Accounts Receivable: Accounts receivable are recorded at the net invoice value and are not interest bearing. We consider receivables past due based on the contractual payment terms. We perform ongoing credit evaluations of our customers, and generally we do not require collateral on our accounts receivable. We estimate the need for allowances for potential credit losses based on historical collection activity and the facts and circumstances relevant to specific customers and we record a provision for uncollectible accounts when collection is uncertain. To date, we have not experienced significant credit related losses.

Revenue Recognition: We recognize revenues when persuasive evidence of an arrangement exists, delivery has occurred or services have been rendered, the price is fixed or determinable and collectability is reasonably assured.


Recent Accounting Pronouncements

We do not expect the adoption of recently issued accounting pronouncements to have a significant impact on our results of operations, financial position or cash flow.

CONTROLS AND PROCEDURES.

Evaluation of Disclosure Controls and Procedures

As of the end of the period covered by this Quarterly Report, we conducted an evaluation, under the supervision and with the participation of our management, including our Chief Executive Officer ("CEO") and Chief Financial Officer
("CFO") of our disclosure controls and procedures (as defined in Rules 13a-15(e)
and 15d-15(e) under the Securities Exchange Act of 1934). Based on this evaluation, the CEO and CFO concluded that, because of the material weaknesses in our internal control over financial reporting described below, our disclosure controls and procedures were not effective as of December 31, 2013 See our discussion at "Item 9A Controls and Procedures" on Form 10-K for the year ended March 31, 2013.

Because of such limitations, there is a risk that material misstatements may not be prevented or detected on a timely basis by internal control over financial reporting. However, these inherent limitations are known features of the financial reporting process. Therefore, it is possible to design into the process certain safeguards to reduce, though not eliminate, this risk. Management is responsible for establishing and maintaining adequate internal control over our financial reporting.
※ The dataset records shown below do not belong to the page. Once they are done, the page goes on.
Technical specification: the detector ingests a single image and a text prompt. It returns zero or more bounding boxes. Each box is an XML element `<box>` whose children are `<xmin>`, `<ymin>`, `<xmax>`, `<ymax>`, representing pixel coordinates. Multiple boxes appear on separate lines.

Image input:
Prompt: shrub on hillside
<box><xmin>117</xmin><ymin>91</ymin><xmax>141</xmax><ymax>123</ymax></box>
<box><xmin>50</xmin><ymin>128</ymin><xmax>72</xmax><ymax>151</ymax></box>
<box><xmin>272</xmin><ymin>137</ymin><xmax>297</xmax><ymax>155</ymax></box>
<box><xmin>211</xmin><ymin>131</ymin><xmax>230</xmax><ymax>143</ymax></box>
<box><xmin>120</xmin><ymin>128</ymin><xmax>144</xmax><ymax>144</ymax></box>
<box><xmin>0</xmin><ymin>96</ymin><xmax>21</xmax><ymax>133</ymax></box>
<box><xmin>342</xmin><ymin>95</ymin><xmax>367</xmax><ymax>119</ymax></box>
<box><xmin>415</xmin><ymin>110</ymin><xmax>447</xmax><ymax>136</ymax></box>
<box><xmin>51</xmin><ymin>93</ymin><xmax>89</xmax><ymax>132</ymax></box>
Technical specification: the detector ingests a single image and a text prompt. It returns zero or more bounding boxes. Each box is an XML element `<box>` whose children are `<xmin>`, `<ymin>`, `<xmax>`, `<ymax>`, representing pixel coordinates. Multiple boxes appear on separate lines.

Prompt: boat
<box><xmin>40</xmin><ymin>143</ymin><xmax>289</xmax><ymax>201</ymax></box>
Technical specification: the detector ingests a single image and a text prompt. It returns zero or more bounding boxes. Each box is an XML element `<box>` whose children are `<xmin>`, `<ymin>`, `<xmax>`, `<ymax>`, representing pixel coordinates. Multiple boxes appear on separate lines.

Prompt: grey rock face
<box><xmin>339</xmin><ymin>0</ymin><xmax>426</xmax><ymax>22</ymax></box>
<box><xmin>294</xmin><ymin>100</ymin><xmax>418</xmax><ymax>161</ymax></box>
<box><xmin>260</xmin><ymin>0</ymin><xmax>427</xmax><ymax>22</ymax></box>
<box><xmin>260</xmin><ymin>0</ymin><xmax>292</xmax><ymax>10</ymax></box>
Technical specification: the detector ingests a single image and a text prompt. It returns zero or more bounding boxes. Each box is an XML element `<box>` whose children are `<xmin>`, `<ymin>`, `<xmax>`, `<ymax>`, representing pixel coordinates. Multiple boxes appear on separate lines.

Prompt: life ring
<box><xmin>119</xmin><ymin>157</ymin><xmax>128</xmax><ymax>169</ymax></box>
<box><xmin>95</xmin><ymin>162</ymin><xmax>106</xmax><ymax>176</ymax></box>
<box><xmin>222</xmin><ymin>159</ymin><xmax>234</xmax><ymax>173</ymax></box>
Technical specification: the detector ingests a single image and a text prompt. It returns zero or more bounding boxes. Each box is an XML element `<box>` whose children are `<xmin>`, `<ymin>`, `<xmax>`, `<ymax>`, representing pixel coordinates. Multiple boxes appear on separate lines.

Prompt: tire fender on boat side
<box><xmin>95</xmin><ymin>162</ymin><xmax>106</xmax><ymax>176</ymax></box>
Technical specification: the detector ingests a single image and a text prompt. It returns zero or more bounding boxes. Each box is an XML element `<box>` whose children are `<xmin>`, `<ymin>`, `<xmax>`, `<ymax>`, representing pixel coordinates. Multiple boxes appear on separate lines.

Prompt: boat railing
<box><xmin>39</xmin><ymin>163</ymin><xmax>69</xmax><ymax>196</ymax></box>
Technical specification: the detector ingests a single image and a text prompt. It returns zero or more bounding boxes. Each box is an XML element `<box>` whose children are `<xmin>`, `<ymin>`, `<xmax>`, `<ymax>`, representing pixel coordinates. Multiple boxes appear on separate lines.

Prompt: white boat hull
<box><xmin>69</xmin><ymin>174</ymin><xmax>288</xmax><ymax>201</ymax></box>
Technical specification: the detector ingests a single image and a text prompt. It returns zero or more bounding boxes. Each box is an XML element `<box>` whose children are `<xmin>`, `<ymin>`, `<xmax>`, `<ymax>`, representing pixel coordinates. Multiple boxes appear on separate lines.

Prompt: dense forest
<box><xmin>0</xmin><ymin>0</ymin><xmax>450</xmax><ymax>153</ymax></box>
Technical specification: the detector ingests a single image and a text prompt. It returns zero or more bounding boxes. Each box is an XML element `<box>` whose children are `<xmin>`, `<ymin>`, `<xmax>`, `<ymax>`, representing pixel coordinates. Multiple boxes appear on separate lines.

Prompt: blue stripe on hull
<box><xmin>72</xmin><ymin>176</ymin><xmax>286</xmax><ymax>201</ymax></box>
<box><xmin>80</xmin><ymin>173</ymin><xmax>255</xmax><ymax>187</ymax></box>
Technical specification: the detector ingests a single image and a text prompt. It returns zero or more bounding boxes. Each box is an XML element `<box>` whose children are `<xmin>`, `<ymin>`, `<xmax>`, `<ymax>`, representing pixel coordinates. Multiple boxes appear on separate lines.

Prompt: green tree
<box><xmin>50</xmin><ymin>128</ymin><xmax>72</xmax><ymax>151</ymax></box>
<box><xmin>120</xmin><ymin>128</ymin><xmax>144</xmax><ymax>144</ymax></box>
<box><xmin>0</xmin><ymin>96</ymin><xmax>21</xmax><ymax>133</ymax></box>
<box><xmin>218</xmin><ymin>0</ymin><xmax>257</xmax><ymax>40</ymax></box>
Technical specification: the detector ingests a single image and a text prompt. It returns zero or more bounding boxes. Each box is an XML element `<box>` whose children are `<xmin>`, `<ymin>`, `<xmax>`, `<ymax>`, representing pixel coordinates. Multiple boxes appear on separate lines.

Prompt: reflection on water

Changes in Internal Controls

There have been no changes in our internal controls over financial reporting (as defined in Rule 13a-15(f) and 15d-15(f) under the Exchange Act) that occurred during the period covered by this report that has materially affected, or is reasonably likely to materially affect, our internal control over financial reporting.

LEGAL PROCEEDINGS

There is no litigation pending or threatened by or against the Company.

Exhibits.

Consolidated Financial statements are included in the body of this report.

Exhibit Index:

* Rule 15d-14(a) Certifications Exhibit (31)(i) and (ii)

* Section 1350 Certification Exhibit (32)

101.INS **   XBRL Instance Document

101.SCH **   XBRL Taxonomy Extension Schema Document

101.CAL **   XBRL Taxonomy Extension Calculation Linkbase Document

101.DEF **   XBRL Taxonomy Extension Definition Linkbase Document

101.LAB **   XBRL Taxonomy Extension Label Linkbase Document

101.PRE **   XBRL Taxonomy Extension Presentation Linkbase Document

** XBRL (Extensible Business Reporting Language) information is furnished and not filed or a part of a registration statement or prospectus for purposes of Sections 11 or 12 of the Securities Act of 1933, as amended, is deemed not filed for purposes of Section 18 of the Securities Exchange Act of 1934, as amended, and otherwise is not subject to liability under these sections.